Jesus was a gifted religious presence in the world. The God he served and preached was a mysterious presence at the heart of reality who wanted the creatures he loved like a mother to get on with their lives, to be their better selves, to live together with his spirit of generosity and transparency, with integrity and in peace. The being Jesus was contacting in prayer had a kingdom that was “coming” and a will that was “to be done”. He wanted his men and women to celebrate their lives, to dance and sing together, to remember their blessings and to plan their future. Real, earth-bound stuff.
If we are to attend to Jesus’ message, the genuine religious life is being lived out elsewhere, far away from churches and clergy, in orphanages and prisons, in hospitals and schools for the poor, in hidden places, in little parishes and by faceless believers.
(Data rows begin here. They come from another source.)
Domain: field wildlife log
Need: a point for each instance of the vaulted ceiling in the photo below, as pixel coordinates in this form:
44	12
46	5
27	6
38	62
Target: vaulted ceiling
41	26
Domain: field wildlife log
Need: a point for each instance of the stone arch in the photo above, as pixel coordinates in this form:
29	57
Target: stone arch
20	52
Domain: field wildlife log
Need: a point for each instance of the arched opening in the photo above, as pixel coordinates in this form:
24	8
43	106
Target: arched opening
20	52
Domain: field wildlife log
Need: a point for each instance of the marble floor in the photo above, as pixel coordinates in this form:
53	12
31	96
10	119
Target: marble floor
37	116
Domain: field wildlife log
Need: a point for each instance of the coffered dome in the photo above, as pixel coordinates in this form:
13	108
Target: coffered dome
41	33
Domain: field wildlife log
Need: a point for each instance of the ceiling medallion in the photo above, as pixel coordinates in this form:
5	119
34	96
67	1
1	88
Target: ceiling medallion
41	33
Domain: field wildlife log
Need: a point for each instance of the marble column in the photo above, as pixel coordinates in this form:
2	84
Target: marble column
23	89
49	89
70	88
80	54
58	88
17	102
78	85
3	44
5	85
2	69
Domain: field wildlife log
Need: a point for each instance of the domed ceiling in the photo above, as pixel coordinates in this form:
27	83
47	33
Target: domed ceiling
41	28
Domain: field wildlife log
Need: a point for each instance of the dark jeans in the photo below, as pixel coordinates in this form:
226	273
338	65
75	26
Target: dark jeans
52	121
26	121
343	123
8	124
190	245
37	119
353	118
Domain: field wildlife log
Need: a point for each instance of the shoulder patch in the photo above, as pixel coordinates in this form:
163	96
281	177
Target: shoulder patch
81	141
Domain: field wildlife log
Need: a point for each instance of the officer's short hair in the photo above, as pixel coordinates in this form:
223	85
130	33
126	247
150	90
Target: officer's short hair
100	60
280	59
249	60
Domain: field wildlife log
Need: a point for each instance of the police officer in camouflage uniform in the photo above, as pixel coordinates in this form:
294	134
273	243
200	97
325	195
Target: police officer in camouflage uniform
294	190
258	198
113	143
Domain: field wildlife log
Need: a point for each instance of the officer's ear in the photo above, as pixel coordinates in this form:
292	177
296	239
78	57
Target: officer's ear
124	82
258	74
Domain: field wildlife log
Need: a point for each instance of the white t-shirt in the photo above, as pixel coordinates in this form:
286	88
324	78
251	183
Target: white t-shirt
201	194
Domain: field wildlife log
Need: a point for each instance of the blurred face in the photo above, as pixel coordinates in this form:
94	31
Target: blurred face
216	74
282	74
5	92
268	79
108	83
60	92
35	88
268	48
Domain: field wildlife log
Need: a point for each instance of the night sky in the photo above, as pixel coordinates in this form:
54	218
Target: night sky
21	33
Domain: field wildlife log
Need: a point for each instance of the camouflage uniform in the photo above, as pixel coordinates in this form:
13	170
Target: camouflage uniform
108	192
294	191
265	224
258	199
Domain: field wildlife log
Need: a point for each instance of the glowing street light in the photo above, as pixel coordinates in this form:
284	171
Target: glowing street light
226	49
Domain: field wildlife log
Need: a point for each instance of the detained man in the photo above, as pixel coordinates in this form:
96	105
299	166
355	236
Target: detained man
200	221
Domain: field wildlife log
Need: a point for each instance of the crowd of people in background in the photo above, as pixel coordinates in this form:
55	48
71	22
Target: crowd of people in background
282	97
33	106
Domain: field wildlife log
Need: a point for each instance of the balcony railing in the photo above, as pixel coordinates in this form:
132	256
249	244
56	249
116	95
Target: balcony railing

In Jesus’ lifetime, the priest, the scribes and Pharisees were the leaders in charge of administering the religious institutions, interpreting of the law, the preserving the system of beliefs and practices. But according to the Preacher, they were leading God’s children astray, poisoning their minds, exploiting their powerful position for their own material benefit. While these parasites and white-washed sepulchres went about their daily routine and argued theology and the law, Jesus was travelling up and down the country, preaching, teaching, revealing the secrets of the kingdom – a kingdom for the poor and oppressed, for the victims of crime, for the homeless, for those at the bottom of the heap, for those struggling to survive, to put food on the table, pay the rent or the mortgage, the unemployed and those on low wages. No matter how hard Jesus tried, his male disciples never really understood this kingdom message he was preaching. The penny never dropped. They never got it.
And now I can’t help but think that Jesus’ religious dream of justice for the oppressed has been abandoned by the churches and is being prosecuted by the members of the CFMEU.
Chris Geraghty is a retired NSW District Court Judge and formerly a Catholic Priest.